NCT Ventures Focuses on Disruptive Technologies.  Founded in 2000 by Columbus entrepreneurs Rich Langdale and Bill Frank, NCT Venture recently launched a $50M early stage VC fund making investments on technology start-ups with disruptive models, marketplaces, and brand marketing all focused on creating business efficiencies.  NCT Ventures invests in either early stage companies (with current revenue, requiring $100K to $250K in capital) or early-growth companies (2MM-$5MM of current revenue, requiring $1MM to $3MM in capital) based in Ohio, but NCT recently formed a new partnership with Dan Gilbert focused on Detroit investments.

Open Prairie Fills Midwest Private Equity Gap.  Drawing upon decades of operational experience in his family’s industrial, banking and agriculture businesses, Jim Schultz founded Open Prairie in 1997 to address the lack of innovation-focused private equity in the Midwest. Since then, Open Prairie managed over $100M in fund commitments and provided private equity services to clients focusing on specialty industries including agricultural, life science, medical device, software, information technology, energy, manufacturing, and real estate.

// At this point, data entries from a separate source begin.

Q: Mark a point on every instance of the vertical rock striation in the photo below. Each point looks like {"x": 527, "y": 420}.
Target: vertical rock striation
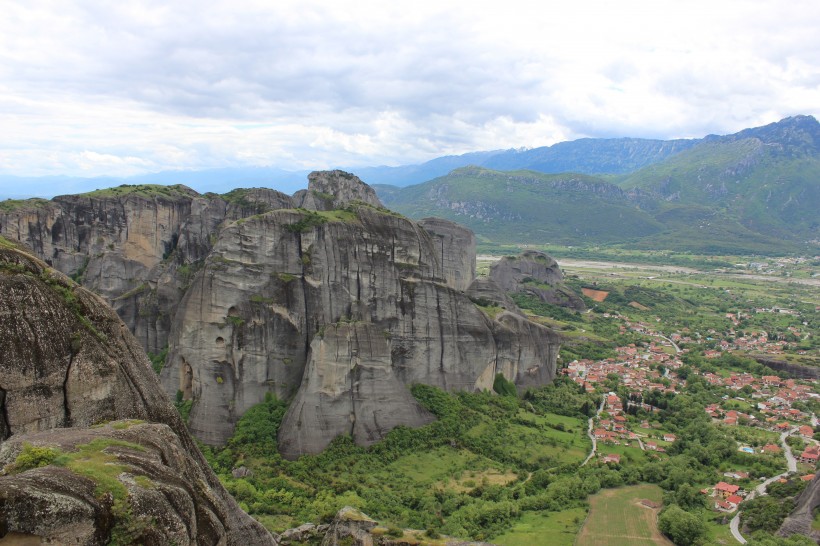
{"x": 70, "y": 365}
{"x": 325, "y": 298}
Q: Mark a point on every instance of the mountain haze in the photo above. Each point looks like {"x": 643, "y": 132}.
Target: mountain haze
{"x": 754, "y": 191}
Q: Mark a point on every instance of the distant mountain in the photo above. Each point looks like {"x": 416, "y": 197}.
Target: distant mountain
{"x": 755, "y": 191}
{"x": 590, "y": 156}
{"x": 587, "y": 155}
{"x": 211, "y": 180}
{"x": 767, "y": 178}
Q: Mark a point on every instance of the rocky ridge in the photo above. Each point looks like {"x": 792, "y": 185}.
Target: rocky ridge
{"x": 326, "y": 298}
{"x": 91, "y": 451}
{"x": 537, "y": 274}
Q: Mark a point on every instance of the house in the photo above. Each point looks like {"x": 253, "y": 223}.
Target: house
{"x": 809, "y": 457}
{"x": 726, "y": 490}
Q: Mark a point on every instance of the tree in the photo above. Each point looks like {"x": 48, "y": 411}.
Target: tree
{"x": 680, "y": 526}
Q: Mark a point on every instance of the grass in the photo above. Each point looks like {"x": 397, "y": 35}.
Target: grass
{"x": 617, "y": 518}
{"x": 544, "y": 529}
{"x": 10, "y": 205}
{"x": 142, "y": 190}
{"x": 432, "y": 466}
{"x": 716, "y": 532}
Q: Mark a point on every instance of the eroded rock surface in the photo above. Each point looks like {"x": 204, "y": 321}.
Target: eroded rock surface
{"x": 455, "y": 245}
{"x": 70, "y": 363}
{"x": 238, "y": 286}
{"x": 801, "y": 519}
{"x": 535, "y": 273}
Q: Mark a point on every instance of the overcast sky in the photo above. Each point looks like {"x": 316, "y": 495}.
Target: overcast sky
{"x": 128, "y": 87}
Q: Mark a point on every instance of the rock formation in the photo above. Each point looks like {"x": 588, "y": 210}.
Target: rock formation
{"x": 801, "y": 519}
{"x": 351, "y": 527}
{"x": 69, "y": 366}
{"x": 325, "y": 298}
{"x": 136, "y": 246}
{"x": 537, "y": 274}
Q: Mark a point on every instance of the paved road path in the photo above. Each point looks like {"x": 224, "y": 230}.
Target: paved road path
{"x": 590, "y": 424}
{"x": 791, "y": 463}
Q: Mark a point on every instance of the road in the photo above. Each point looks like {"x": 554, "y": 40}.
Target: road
{"x": 791, "y": 464}
{"x": 675, "y": 345}
{"x": 590, "y": 424}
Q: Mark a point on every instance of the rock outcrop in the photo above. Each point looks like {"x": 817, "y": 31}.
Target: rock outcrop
{"x": 331, "y": 190}
{"x": 136, "y": 246}
{"x": 535, "y": 273}
{"x": 801, "y": 519}
{"x": 69, "y": 365}
{"x": 455, "y": 245}
{"x": 351, "y": 527}
{"x": 275, "y": 282}
{"x": 349, "y": 385}
{"x": 242, "y": 287}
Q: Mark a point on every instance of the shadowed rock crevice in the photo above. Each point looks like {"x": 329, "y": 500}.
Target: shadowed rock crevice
{"x": 5, "y": 427}
{"x": 67, "y": 357}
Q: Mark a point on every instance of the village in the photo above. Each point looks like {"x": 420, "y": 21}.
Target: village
{"x": 771, "y": 408}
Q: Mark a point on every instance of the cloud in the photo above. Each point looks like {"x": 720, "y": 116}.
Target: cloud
{"x": 116, "y": 88}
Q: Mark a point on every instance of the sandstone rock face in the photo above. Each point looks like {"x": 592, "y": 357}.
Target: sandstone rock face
{"x": 68, "y": 361}
{"x": 348, "y": 386}
{"x": 166, "y": 490}
{"x": 455, "y": 245}
{"x": 248, "y": 325}
{"x": 136, "y": 246}
{"x": 238, "y": 288}
{"x": 800, "y": 520}
{"x": 535, "y": 273}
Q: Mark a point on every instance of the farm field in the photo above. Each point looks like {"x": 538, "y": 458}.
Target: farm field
{"x": 617, "y": 517}
{"x": 544, "y": 529}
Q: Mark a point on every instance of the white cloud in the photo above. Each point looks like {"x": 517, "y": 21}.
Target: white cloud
{"x": 116, "y": 88}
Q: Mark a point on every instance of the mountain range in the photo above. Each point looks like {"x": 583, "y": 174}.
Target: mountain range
{"x": 754, "y": 191}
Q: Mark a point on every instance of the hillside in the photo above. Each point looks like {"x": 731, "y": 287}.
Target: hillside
{"x": 756, "y": 191}
{"x": 528, "y": 207}
{"x": 91, "y": 450}
{"x": 572, "y": 209}
{"x": 586, "y": 155}
{"x": 767, "y": 179}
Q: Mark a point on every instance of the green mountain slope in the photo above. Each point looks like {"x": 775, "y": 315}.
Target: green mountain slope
{"x": 766, "y": 179}
{"x": 531, "y": 207}
{"x": 754, "y": 191}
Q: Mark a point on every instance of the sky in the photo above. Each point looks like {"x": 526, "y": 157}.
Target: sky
{"x": 113, "y": 88}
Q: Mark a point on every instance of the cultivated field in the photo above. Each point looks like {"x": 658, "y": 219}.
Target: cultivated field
{"x": 619, "y": 517}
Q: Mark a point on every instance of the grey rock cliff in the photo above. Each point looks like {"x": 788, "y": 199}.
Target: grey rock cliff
{"x": 135, "y": 246}
{"x": 249, "y": 323}
{"x": 330, "y": 190}
{"x": 801, "y": 518}
{"x": 349, "y": 386}
{"x": 68, "y": 364}
{"x": 238, "y": 286}
{"x": 537, "y": 274}
{"x": 455, "y": 246}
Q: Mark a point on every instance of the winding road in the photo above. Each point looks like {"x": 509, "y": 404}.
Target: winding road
{"x": 791, "y": 463}
{"x": 590, "y": 424}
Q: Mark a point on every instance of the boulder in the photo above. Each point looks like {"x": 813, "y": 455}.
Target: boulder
{"x": 69, "y": 366}
{"x": 535, "y": 273}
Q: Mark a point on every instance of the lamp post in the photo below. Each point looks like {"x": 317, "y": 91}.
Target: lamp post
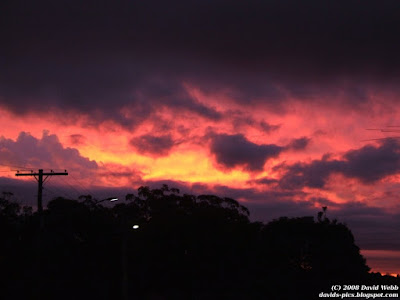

River Cities Capital Funds Focuses on Healthcare and IT. Founded in 1994, River Cities Capital Funds focuses healthcare and information technology (IT) investments, has $500M under management and more than 100 investments made.  Specifically, Rivers Cities Capital Funds invests in software as a service, tech enabled business services, healthcare IT, medical devices and healthcare services.

TGP Capital Partners Invests in Middle Market Companies.  TGP Capital Partners is a Kansas City based private equity investment fund formed to make middle-market investments to provide growth capital for acquisitions, internal growth, and to facilitate liquidity or a sale event for existing shareholders.  TGP Capital Partners makes both control and minority equity investments in partnership with proven managers in manufacturing and business services companies with revenues generally between $15M-$50M investing $3M- $10M.